Breaks text using natural language structures: paragraphs, sentences, punctuation.
Easy to implement, linguistically coherent.
May miss relationships that span across paragraphs.

Example: A paragraph boundary might split related concepts, causing incomplete retrieval.

2. Semantic Chunking

Groups text based on meaning, not structure.
Uses techniques like embedding similarity, topic modelling, or clustering.
Captures thematic cohesion, making it ideal for tasks like question answering, summarization, or context-aware search.

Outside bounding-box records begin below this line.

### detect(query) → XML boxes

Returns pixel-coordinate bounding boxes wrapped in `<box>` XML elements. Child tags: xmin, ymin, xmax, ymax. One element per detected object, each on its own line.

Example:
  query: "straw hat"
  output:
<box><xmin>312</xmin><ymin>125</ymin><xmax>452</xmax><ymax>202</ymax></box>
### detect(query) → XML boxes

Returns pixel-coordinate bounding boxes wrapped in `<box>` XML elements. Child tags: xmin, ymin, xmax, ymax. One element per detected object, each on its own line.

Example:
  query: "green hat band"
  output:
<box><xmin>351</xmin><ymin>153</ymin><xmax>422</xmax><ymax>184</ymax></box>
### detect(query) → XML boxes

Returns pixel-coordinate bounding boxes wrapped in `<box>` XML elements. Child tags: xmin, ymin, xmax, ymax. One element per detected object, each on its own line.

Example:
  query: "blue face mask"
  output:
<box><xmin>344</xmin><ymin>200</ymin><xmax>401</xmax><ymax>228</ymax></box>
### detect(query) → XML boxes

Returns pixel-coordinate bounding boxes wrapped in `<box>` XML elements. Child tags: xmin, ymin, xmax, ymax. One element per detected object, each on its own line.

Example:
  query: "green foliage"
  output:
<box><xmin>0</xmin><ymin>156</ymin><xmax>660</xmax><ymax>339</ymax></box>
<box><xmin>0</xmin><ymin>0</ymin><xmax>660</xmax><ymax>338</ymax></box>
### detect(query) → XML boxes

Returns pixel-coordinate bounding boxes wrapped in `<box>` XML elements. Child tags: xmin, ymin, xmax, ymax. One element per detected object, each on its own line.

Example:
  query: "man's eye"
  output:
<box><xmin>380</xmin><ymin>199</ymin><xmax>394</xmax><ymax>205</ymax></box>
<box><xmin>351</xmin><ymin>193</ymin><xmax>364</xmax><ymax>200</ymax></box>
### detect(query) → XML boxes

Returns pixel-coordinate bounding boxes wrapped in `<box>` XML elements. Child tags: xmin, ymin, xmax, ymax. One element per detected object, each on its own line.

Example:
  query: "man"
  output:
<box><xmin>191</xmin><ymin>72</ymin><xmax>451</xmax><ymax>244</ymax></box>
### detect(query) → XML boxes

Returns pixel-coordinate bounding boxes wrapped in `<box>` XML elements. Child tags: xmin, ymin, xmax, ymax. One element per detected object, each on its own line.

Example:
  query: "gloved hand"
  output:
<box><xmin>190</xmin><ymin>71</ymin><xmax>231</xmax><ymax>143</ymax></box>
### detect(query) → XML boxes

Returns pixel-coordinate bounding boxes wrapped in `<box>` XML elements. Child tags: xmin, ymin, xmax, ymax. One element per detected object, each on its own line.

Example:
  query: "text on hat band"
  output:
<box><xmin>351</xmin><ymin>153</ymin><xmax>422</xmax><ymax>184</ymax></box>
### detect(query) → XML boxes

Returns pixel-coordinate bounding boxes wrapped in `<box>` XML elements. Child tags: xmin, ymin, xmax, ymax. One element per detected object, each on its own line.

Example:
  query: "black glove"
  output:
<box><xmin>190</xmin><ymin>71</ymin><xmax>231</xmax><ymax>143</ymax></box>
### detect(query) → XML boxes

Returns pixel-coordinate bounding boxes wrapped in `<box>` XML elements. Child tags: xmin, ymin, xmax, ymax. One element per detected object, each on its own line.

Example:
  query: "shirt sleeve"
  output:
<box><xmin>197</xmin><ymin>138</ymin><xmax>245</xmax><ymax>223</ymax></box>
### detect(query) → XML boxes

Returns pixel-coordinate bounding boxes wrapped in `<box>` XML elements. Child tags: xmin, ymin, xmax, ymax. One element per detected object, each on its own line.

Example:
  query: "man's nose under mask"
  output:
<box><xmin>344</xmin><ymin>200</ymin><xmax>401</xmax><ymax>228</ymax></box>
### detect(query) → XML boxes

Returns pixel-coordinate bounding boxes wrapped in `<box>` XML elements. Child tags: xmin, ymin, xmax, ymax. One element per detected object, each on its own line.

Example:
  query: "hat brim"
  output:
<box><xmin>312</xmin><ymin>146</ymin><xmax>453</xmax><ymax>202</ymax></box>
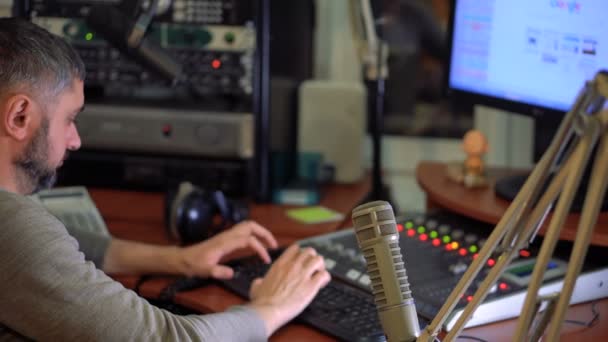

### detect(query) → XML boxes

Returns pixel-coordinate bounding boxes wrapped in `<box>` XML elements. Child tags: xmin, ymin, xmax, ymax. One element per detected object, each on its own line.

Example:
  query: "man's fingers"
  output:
<box><xmin>247</xmin><ymin>236</ymin><xmax>272</xmax><ymax>264</ymax></box>
<box><xmin>311</xmin><ymin>269</ymin><xmax>331</xmax><ymax>289</ymax></box>
<box><xmin>247</xmin><ymin>221</ymin><xmax>279</xmax><ymax>248</ymax></box>
<box><xmin>210</xmin><ymin>265</ymin><xmax>234</xmax><ymax>279</ymax></box>
<box><xmin>275</xmin><ymin>243</ymin><xmax>300</xmax><ymax>264</ymax></box>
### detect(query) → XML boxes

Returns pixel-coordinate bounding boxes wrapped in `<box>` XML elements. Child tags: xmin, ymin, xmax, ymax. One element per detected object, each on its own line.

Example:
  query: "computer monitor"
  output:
<box><xmin>447</xmin><ymin>0</ymin><xmax>608</xmax><ymax>208</ymax></box>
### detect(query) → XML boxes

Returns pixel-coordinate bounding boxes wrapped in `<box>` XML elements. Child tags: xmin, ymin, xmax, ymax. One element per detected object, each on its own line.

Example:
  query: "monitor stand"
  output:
<box><xmin>494</xmin><ymin>170</ymin><xmax>608</xmax><ymax>213</ymax></box>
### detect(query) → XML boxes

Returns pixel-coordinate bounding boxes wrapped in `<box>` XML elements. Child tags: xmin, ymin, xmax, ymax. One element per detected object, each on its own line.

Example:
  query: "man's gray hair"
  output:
<box><xmin>0</xmin><ymin>18</ymin><xmax>85</xmax><ymax>98</ymax></box>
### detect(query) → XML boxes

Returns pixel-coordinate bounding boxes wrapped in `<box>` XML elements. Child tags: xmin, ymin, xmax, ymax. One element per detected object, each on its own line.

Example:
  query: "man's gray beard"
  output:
<box><xmin>15</xmin><ymin>118</ymin><xmax>57</xmax><ymax>193</ymax></box>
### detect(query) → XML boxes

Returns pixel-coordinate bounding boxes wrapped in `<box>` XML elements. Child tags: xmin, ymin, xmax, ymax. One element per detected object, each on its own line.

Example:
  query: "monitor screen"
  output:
<box><xmin>448</xmin><ymin>0</ymin><xmax>608</xmax><ymax>115</ymax></box>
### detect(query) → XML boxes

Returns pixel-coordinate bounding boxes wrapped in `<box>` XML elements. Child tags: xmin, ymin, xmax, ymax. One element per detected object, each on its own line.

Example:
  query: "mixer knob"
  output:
<box><xmin>346</xmin><ymin>268</ymin><xmax>361</xmax><ymax>280</ymax></box>
<box><xmin>324</xmin><ymin>258</ymin><xmax>336</xmax><ymax>271</ymax></box>
<box><xmin>344</xmin><ymin>248</ymin><xmax>357</xmax><ymax>260</ymax></box>
<box><xmin>438</xmin><ymin>224</ymin><xmax>452</xmax><ymax>235</ymax></box>
<box><xmin>452</xmin><ymin>229</ymin><xmax>464</xmax><ymax>240</ymax></box>
<box><xmin>464</xmin><ymin>234</ymin><xmax>477</xmax><ymax>245</ymax></box>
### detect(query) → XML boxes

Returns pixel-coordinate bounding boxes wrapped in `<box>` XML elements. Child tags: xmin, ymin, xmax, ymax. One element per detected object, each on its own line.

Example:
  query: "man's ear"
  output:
<box><xmin>2</xmin><ymin>94</ymin><xmax>35</xmax><ymax>141</ymax></box>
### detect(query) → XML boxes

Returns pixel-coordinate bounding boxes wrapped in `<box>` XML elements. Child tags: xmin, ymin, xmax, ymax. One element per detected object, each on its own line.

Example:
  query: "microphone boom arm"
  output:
<box><xmin>417</xmin><ymin>71</ymin><xmax>608</xmax><ymax>342</ymax></box>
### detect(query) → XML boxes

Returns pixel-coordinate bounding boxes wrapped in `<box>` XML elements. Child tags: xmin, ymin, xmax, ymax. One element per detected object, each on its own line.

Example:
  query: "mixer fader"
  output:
<box><xmin>299</xmin><ymin>213</ymin><xmax>608</xmax><ymax>330</ymax></box>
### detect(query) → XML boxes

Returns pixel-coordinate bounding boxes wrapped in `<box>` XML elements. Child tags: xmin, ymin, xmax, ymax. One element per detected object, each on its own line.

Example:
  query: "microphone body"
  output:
<box><xmin>352</xmin><ymin>201</ymin><xmax>420</xmax><ymax>342</ymax></box>
<box><xmin>86</xmin><ymin>5</ymin><xmax>184</xmax><ymax>84</ymax></box>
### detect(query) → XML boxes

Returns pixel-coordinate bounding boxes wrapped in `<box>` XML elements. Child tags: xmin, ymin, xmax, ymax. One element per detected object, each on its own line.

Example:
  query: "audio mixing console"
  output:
<box><xmin>222</xmin><ymin>213</ymin><xmax>608</xmax><ymax>341</ymax></box>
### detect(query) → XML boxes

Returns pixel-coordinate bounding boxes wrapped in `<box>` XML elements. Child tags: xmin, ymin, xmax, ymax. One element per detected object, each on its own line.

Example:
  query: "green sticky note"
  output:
<box><xmin>287</xmin><ymin>206</ymin><xmax>344</xmax><ymax>224</ymax></box>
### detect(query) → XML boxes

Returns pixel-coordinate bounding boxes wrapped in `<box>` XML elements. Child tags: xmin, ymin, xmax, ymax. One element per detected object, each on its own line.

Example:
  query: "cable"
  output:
<box><xmin>564</xmin><ymin>302</ymin><xmax>600</xmax><ymax>328</ymax></box>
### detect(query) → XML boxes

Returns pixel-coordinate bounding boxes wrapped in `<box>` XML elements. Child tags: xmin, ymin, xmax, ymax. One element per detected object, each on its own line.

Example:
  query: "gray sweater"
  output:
<box><xmin>0</xmin><ymin>190</ymin><xmax>266</xmax><ymax>341</ymax></box>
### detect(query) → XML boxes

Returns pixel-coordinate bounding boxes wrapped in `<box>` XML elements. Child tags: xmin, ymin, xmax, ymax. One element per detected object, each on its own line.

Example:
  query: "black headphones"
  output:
<box><xmin>165</xmin><ymin>182</ymin><xmax>249</xmax><ymax>245</ymax></box>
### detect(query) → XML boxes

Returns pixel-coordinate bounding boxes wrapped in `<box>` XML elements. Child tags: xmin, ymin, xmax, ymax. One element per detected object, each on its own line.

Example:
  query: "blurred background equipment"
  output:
<box><xmin>298</xmin><ymin>81</ymin><xmax>367</xmax><ymax>183</ymax></box>
<box><xmin>447</xmin><ymin>0</ymin><xmax>608</xmax><ymax>210</ymax></box>
<box><xmin>14</xmin><ymin>0</ymin><xmax>314</xmax><ymax>201</ymax></box>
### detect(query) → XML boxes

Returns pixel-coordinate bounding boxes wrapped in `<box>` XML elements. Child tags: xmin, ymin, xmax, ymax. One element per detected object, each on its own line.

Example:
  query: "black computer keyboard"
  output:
<box><xmin>221</xmin><ymin>259</ymin><xmax>386</xmax><ymax>341</ymax></box>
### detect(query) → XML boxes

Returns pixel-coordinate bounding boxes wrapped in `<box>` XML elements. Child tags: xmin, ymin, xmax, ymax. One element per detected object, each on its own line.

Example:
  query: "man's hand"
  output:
<box><xmin>178</xmin><ymin>221</ymin><xmax>278</xmax><ymax>279</ymax></box>
<box><xmin>250</xmin><ymin>245</ymin><xmax>331</xmax><ymax>336</ymax></box>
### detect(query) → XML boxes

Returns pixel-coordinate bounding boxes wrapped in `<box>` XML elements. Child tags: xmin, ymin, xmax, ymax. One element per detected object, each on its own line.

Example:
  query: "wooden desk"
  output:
<box><xmin>89</xmin><ymin>178</ymin><xmax>370</xmax><ymax>342</ymax></box>
<box><xmin>416</xmin><ymin>162</ymin><xmax>608</xmax><ymax>341</ymax></box>
<box><xmin>416</xmin><ymin>162</ymin><xmax>608</xmax><ymax>246</ymax></box>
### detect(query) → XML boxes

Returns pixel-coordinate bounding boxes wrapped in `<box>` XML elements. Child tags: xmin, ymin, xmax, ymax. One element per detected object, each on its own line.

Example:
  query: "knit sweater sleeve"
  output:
<box><xmin>0</xmin><ymin>193</ymin><xmax>266</xmax><ymax>341</ymax></box>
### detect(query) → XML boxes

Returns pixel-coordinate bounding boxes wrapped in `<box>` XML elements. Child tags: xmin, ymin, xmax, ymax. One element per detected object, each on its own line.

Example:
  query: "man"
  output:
<box><xmin>0</xmin><ymin>19</ymin><xmax>330</xmax><ymax>341</ymax></box>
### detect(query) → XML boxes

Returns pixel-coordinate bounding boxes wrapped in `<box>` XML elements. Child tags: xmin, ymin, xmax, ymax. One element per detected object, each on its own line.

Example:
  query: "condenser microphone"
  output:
<box><xmin>86</xmin><ymin>5</ymin><xmax>183</xmax><ymax>84</ymax></box>
<box><xmin>352</xmin><ymin>201</ymin><xmax>420</xmax><ymax>342</ymax></box>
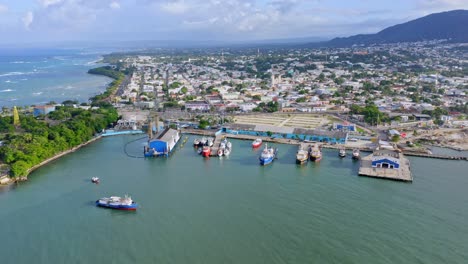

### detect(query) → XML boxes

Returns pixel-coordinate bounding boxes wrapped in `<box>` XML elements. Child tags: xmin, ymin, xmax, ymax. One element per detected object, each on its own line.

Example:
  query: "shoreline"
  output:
<box><xmin>16</xmin><ymin>135</ymin><xmax>102</xmax><ymax>183</ymax></box>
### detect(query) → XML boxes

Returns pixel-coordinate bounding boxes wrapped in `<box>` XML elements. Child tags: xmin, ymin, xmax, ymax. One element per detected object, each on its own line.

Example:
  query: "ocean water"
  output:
<box><xmin>0</xmin><ymin>49</ymin><xmax>111</xmax><ymax>107</ymax></box>
<box><xmin>0</xmin><ymin>135</ymin><xmax>468</xmax><ymax>264</ymax></box>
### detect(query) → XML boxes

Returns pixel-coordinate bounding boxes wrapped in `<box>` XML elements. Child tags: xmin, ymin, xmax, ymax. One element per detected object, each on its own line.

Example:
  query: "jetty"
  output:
<box><xmin>210</xmin><ymin>134</ymin><xmax>226</xmax><ymax>157</ymax></box>
<box><xmin>359</xmin><ymin>149</ymin><xmax>413</xmax><ymax>182</ymax></box>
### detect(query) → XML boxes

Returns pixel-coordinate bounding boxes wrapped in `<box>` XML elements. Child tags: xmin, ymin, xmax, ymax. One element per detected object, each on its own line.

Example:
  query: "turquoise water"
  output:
<box><xmin>0</xmin><ymin>136</ymin><xmax>468</xmax><ymax>263</ymax></box>
<box><xmin>0</xmin><ymin>50</ymin><xmax>110</xmax><ymax>107</ymax></box>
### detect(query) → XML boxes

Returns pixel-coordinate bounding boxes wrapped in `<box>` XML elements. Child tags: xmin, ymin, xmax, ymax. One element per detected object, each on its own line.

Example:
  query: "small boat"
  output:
<box><xmin>223</xmin><ymin>148</ymin><xmax>231</xmax><ymax>156</ymax></box>
<box><xmin>206</xmin><ymin>138</ymin><xmax>213</xmax><ymax>147</ymax></box>
<box><xmin>296</xmin><ymin>148</ymin><xmax>309</xmax><ymax>164</ymax></box>
<box><xmin>353</xmin><ymin>149</ymin><xmax>361</xmax><ymax>159</ymax></box>
<box><xmin>96</xmin><ymin>195</ymin><xmax>138</xmax><ymax>211</ymax></box>
<box><xmin>252</xmin><ymin>138</ymin><xmax>262</xmax><ymax>148</ymax></box>
<box><xmin>259</xmin><ymin>144</ymin><xmax>278</xmax><ymax>166</ymax></box>
<box><xmin>309</xmin><ymin>144</ymin><xmax>322</xmax><ymax>162</ymax></box>
<box><xmin>338</xmin><ymin>148</ymin><xmax>346</xmax><ymax>158</ymax></box>
<box><xmin>202</xmin><ymin>146</ymin><xmax>211</xmax><ymax>157</ymax></box>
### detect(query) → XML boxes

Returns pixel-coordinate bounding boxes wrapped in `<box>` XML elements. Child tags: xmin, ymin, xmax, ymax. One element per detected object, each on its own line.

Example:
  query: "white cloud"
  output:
<box><xmin>22</xmin><ymin>11</ymin><xmax>34</xmax><ymax>30</ymax></box>
<box><xmin>0</xmin><ymin>4</ymin><xmax>8</xmax><ymax>13</ymax></box>
<box><xmin>161</xmin><ymin>0</ymin><xmax>190</xmax><ymax>14</ymax></box>
<box><xmin>109</xmin><ymin>2</ymin><xmax>120</xmax><ymax>9</ymax></box>
<box><xmin>39</xmin><ymin>0</ymin><xmax>62</xmax><ymax>7</ymax></box>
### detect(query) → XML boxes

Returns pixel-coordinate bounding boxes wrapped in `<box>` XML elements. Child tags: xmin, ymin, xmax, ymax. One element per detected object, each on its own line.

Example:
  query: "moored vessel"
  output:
<box><xmin>252</xmin><ymin>138</ymin><xmax>262</xmax><ymax>148</ymax></box>
<box><xmin>202</xmin><ymin>146</ymin><xmax>211</xmax><ymax>157</ymax></box>
<box><xmin>353</xmin><ymin>149</ymin><xmax>361</xmax><ymax>159</ymax></box>
<box><xmin>296</xmin><ymin>147</ymin><xmax>309</xmax><ymax>164</ymax></box>
<box><xmin>309</xmin><ymin>144</ymin><xmax>322</xmax><ymax>162</ymax></box>
<box><xmin>96</xmin><ymin>195</ymin><xmax>138</xmax><ymax>211</ymax></box>
<box><xmin>259</xmin><ymin>144</ymin><xmax>278</xmax><ymax>165</ymax></box>
<box><xmin>338</xmin><ymin>148</ymin><xmax>346</xmax><ymax>158</ymax></box>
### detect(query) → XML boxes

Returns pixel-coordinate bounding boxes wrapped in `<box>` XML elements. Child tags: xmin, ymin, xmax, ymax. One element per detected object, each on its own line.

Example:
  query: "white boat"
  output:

Example: In a legal document, all clauses related to “liability” may be spread across different sections. Semantic chunking can group them together for accurate retrieval[3].

Overlapping Windows & Sliding Techniques

Chunking inevitably cuts documents at certain points. But what happens when a sentence or idea starts near the end of one chunk and continues into the next? This can lead to incomplete retrieval or fragmented understanding. Even with good semantic grouping, the end of one idea might gradually transition into the next, and the chunking algorithm may assign that boundary to one side or the other.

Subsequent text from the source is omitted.